Les restitutions

Les conditions de travail dans le secteur culturel : Où en êtes-vous ? Où en sommes-nous ?
Avec
Xavier Dupuis, chercheur au CNRS, maître de conférence à l'Université Paris Dauphine
Micha Ferrier Barbut, conseillère en management pour les structures culturelles
Thierry Nadisic, professeur associé à l'EMLYON business school
Modération
Marianne Rollet
Jean-Luc Tartera
Voir la captation
Le lieu culturel et son territoire :
(re)placer l’humain au cœur du projet artistique
Avec
Stéphanie Aubin, directrice générale de La maison des métallos (Paris) - SA
Sylvain Dépée, Directeur des Bains-Douches (Lignières-en-Berry) - SD
Modération
Sidonie Mézaize-Milon
Marianne Rollet
Lire le résumé

Quel changement de posture ? comment développer un lien nouveau avec les usagers ?
SA : démarche plus coopérative entre lieu/artiste/usagers, notamment dans la programmation en collaborant avec les usagers (ex : HUB METALLOS), mieux comprendre leurs besoins, désirs, au lieu d’occuper un territoire.
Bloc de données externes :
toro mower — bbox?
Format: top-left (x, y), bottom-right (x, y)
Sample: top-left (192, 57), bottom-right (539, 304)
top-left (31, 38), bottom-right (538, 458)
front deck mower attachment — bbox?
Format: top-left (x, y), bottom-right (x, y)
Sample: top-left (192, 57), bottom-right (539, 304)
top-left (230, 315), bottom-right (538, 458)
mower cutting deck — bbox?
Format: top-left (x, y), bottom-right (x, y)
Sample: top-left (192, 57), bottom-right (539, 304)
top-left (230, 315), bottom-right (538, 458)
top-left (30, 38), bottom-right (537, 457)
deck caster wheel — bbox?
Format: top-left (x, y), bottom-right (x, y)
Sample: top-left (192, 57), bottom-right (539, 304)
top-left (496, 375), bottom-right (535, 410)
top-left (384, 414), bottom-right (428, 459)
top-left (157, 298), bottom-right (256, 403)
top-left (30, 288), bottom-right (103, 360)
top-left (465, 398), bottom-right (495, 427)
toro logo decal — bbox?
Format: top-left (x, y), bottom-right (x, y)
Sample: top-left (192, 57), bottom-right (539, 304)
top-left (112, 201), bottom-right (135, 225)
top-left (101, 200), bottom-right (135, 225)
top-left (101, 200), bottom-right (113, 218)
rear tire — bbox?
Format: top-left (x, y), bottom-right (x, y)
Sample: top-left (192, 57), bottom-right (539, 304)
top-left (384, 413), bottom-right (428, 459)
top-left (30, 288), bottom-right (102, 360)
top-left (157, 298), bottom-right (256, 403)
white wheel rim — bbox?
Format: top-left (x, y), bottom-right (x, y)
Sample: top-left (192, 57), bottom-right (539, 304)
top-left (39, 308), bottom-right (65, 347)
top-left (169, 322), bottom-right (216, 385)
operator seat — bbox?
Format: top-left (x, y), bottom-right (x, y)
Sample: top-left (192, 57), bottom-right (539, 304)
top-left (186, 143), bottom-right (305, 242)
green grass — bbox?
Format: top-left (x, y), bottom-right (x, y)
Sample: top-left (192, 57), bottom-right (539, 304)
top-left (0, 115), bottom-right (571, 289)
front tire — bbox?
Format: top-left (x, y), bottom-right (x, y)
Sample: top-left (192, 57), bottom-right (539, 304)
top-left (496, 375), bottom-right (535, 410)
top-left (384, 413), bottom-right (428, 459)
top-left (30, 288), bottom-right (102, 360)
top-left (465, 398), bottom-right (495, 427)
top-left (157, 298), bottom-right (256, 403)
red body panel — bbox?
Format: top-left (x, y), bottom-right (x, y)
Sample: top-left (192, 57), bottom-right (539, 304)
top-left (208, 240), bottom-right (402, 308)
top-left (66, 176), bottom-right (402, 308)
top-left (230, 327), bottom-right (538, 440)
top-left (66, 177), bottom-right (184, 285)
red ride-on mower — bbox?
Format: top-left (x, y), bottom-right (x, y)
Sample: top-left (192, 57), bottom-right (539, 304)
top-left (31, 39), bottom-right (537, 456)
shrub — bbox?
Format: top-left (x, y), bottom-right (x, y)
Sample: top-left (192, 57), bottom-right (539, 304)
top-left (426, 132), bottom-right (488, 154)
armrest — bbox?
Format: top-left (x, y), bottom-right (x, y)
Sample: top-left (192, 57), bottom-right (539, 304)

C’est bien au cœur du métier d’artiste que de renouveler les approches, les processus.

SD : Création par le bas, avec un public fidèle. Territoire rural vaste qui paramètre beaucoup de choses (physique, géologique et sociologique). Passage d’un lieu programmé vers un lieu vécu, conçu pour qu’il y ait ce brassage.

Comment les tutelles réagissent à ce changement de temporalités ?
SD : Tisser de nouveaux liens tout en maintenant les existant, cela demande du temps. Il faut quitter la vision quantitative vers du qualitatif, inventer des nouveaux modes d’évaluation. On a une action extrêmement locale mais sur un large territoire. De plus, on agit pour une mission départementale et nationale avec le réseau SMAC. C’est la seule SMAC conçue pour la chanson française donc en lien avec le monde de la francophonie (Canada, Belgique …)
SA : Concernant les tutelles de la MM, la ville de Paris entend nos difficultés. Ce qu’on fait n’est pas nouveau mais le contexte l’est. L’art est le levier pour changer, accompagner les transitions (écologiques, rapport H/F), c’est cette capacité à s’entrainer à la réinvention.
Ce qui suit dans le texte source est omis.